Originellement, cela n’existe pas, le baptême efface le péché une fois pour toutes. Quand la vie monastique commence à s'installer, entre « frères » on s’exhorte, on se soutient, et quand on se dispute, on instaure la confession pour se réconcilier. Ce sont des moines irlandais qui inventent ça vers le 6eme siècle, et petit à petit cela devient un sacrement. Le mariage, aussi, a mis des éternités à devenir un sacrement. Le baptême, lui, peut être donné par un simple baptisé… Donc, ces choses faites par convenance à un moment donné, on peut les faire différemment, et de façon plus pertinente aujourd'hui. Tout est ré-imaginable. Dans le cas des femmes, il y a eu des diaconesses, mais la vraie question n'est pas « archéologique », c’est : a-t-on besoin des femmes aujourd’hui ? Si oui, on en nomme diacres, point.

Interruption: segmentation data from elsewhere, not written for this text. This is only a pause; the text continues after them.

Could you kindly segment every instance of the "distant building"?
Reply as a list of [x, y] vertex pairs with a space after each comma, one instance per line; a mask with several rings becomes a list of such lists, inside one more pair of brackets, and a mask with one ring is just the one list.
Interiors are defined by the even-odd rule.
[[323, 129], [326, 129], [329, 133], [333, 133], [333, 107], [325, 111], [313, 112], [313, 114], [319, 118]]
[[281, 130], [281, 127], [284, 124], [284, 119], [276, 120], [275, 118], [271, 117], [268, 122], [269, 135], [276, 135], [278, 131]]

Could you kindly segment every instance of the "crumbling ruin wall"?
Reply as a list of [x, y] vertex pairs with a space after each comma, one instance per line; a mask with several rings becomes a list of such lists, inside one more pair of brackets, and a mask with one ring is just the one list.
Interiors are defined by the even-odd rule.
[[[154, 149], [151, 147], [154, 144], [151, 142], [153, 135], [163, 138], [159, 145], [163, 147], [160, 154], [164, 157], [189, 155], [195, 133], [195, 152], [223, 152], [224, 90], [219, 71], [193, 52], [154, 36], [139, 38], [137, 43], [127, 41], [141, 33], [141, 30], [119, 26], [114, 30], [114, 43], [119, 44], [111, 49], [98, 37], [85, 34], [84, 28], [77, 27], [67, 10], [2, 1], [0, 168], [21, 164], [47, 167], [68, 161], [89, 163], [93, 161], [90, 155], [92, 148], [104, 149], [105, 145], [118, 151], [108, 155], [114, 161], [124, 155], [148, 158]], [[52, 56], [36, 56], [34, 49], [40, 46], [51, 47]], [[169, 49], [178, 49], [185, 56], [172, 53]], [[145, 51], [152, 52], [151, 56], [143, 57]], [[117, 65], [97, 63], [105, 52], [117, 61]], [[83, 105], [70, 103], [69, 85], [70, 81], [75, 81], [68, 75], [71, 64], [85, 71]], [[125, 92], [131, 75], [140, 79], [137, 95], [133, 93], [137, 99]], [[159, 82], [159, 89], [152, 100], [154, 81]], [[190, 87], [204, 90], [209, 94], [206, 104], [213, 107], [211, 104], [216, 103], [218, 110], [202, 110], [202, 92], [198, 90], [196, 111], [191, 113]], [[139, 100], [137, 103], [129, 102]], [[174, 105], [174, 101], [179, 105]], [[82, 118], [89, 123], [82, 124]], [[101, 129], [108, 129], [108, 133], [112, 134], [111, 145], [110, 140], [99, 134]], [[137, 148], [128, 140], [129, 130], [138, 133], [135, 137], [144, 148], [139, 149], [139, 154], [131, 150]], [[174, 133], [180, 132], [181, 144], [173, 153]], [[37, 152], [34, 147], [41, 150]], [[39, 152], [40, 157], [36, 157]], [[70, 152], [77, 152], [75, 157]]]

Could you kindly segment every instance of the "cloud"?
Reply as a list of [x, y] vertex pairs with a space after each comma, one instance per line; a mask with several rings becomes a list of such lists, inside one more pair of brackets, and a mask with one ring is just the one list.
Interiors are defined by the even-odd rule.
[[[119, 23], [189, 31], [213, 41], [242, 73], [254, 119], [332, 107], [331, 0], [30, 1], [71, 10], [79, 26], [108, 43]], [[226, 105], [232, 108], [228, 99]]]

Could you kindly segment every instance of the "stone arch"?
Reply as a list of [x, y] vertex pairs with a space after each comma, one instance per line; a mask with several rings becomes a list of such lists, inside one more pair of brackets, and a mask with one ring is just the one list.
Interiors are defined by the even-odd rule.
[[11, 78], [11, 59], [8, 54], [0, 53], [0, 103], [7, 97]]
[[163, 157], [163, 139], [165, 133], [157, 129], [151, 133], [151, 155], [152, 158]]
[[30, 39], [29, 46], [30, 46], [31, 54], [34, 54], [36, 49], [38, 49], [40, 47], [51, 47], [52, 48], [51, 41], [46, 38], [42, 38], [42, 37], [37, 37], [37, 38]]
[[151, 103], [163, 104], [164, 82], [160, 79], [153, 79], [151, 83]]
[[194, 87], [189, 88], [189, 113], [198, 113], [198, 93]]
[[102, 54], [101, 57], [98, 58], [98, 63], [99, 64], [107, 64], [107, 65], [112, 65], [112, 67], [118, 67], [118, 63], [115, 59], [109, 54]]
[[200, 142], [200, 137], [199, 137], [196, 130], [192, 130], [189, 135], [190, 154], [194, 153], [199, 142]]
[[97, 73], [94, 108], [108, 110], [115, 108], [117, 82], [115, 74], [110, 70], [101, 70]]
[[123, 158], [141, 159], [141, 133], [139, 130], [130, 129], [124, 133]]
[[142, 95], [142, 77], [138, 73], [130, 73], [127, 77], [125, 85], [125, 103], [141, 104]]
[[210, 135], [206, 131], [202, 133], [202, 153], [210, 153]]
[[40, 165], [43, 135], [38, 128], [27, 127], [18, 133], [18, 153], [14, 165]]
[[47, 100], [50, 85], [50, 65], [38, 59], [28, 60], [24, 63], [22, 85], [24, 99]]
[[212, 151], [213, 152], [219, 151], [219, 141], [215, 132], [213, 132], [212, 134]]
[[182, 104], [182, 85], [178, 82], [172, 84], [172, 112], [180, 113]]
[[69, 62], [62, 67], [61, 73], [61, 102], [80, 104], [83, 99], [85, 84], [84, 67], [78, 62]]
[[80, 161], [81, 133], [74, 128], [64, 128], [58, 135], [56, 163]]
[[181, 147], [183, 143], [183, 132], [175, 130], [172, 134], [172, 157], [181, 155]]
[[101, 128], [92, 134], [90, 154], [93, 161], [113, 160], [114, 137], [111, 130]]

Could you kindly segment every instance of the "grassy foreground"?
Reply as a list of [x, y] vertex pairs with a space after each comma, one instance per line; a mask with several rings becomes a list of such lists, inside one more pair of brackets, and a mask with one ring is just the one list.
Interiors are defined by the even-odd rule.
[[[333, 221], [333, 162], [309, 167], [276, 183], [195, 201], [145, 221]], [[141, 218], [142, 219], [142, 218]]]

L’Église a même abandonné des choses proclamées, un temps, dur comme fer, en pratiquant la « désuétude ». Les Conciles – la plus haute autorité de l’Église - ont ainsi répété que les enfants morts sans baptême ne pouvaient pas être sauvés. Les parents chrétiens, depuis le Moyen Âge, ne peuvent pas y croire. Ils se disent, si le bon Dieu est le bon Dieu, ce n’est pas possible. Eh bien c'est tombé en désuétude, plus personne n'y croit et plus personne ne le dit dans l’Eglise.

Alors maintenant, il faut absolument que l’Eglise change. Il faut commencer à faire vraiment bouger les choses, sinon arrivera ma pire malédiction : il y aura alors un dernier prêtre pour virer la dernière femme de la dernière église !


Christine Pedotti, Autopsie d’un système, pour en finir vraiment avec les abus dans l’Église, Ed Albin Michel, 2025

*Voir : Christine Pedotti, Jésus, l’homme qui préférait les femmes, Ed Albin Michel, 2018

** Dicastère : organisme constitutif de la Curie, leur ensemble permet au pape d’exercer son pouvoir, comparables à des ministères pour un gouvernement.